Jacques Audiard, Thomas Bidegain et Marion Cotillard / De rouille et d’os : La délicatesse
Marion Cotillard incarne une dompteuse d’orques traversant une lourde épreuve dans le puissant mélodrame De rouille et d’os de Jacques Audiard.
Écrit avec Thomas Bidegain, De rouille et d’os de Jacques Audiard est l’adaptation libre du recueil de nouvelles de l’écrivain canadien Craig Davidson. L’une d’elle, Rust and Bone, raconte l’histoire d’un boxeur; l’autre, Rocket Ride, celle d’un dompteur d’orques. Souhaitant raconter une histoire d’amour après le drame carcéral Un prophète, Audiard et Bidegain ont recréé ces personnages afin de former un couple en devenir.
«C’est Jacques qui a lu ces nouvelles qu’on lui avait offertes pour son anniversaire», explique le scénariste, rencontré au Festival international du film de Toronto. «Il me les a fait lire et, pendant qu’il faisait le montage d’Un prophète, j’ai choisi certaines de ces nouvelles et j’en ai fait une histoire d’amour.

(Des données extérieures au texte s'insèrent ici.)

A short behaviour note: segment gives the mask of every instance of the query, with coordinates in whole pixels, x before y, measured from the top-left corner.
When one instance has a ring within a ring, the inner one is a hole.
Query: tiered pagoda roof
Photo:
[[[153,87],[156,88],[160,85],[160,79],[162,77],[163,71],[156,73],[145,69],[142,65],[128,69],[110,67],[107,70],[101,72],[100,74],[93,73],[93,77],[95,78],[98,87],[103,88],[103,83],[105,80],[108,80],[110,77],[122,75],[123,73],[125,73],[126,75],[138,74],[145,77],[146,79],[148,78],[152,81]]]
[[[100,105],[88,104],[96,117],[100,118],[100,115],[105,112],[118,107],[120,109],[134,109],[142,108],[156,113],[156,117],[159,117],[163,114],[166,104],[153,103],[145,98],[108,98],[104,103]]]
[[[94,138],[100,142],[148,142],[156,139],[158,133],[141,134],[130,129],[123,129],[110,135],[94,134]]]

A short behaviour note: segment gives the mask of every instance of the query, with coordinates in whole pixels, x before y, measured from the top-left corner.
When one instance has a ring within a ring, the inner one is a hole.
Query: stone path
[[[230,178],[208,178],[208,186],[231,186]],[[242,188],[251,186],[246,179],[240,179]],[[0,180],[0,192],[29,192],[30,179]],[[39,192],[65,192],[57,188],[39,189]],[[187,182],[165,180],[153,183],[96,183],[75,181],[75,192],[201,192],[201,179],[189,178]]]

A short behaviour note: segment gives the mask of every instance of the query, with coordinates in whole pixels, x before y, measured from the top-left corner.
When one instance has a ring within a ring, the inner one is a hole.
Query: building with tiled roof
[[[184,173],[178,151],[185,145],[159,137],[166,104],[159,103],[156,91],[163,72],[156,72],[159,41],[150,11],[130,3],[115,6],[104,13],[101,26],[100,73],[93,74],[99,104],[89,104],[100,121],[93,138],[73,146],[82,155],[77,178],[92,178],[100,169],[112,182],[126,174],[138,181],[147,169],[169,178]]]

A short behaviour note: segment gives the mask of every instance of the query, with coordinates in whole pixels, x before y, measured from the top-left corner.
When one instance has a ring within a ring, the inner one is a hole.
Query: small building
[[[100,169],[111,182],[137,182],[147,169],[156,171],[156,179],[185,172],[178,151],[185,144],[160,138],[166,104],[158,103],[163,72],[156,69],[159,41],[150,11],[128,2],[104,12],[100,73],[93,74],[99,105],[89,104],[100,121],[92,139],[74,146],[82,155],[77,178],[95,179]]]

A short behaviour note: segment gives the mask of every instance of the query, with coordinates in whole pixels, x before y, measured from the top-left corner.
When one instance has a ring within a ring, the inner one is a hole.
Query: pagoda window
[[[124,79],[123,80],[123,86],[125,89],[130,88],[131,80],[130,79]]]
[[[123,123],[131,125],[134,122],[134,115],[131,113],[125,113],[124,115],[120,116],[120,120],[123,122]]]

Ce qui nous intéressait chez Davidson, c’était ce monde de catastrophes, brut, sans pitié, et ensuite de l’adapter à notre monde.»
Avec un mélange parfait de fougue et de sobriété, Marion Cotillard campe dans De rouille et d’os une jeune dresseuse d’orques victime d’un grave accident qui trouvera du réconfort auprès d’un jeune homme (Matthias Schoenaerts, révélation du film Bullhead de Michael R. Roskam) doué pour les sports de combat vivant avec son fils (Armand Verdure) aux crochets de sa sœur (Corinne Masiero).
Dans l’une des plus belles scènes du film, le personnage de Cotillard retourne sur les lieux de l’accident et engage un dialogue silencieux avec l’orque lui ayant arraché les jambes. «Il y a une connexion très forte à cette puissance et à ce silence presque méditatif auxquels elle n’était sûrement pas connectée avant l’accident en fait, croit l’actrice. C’est un mélange de ce qu’elle est quelque part, ce mélange de force et de douceur. L’amour qu’elle a pour ces animaux est intact parce que c’est fascinant et que c’est plein de surprises, bonnes ou mauvaises.»
Marion Cotillard poursuit: «En fait, je pense qu’on ne peut pas en vouloir à l’animal parce qu’il n’est pas responsable à partir du moment où l’on vient dans son milieu. Il n’y a pas de violence ni de méchanceté comme les hommes peuvent en avoir envers d’autres hommes. En lui prenant ses jambes, cet orque lui a redonné la vie et elle vient l’en remercier.»
Peu après la projection de De rouille et d’os au Festival de Cannes, plusieurs critiques ont fait des rapprochements entre le couple Devos-Cassel de Sur mes lèvres et le couple Cotillard-Schoenaerts. «Dans Sur mes lèvres, le film se terminait au moment où le couple allait baiser, avance Audiard. Dans De rouille et d’os, on a déjà passé ce stade. J’ai réalisé très tardivement qu’il y avait des similitudes entre ces deux films; d’ailleurs, si j’y avais pensé, ça m’aurait sans doute inquiété. Je dirais que c’est un prolongement; en ce moment, j’aimerais faire quelque chose sur le discours amoureux. Je trouve que c’est un sujet intéressant et peut-être que De rouille et d’os est une esquisse de ça, une réflexion sur la délicatesse, sur le fait d’être “opé”, comme le dit le personnage de Matthias.»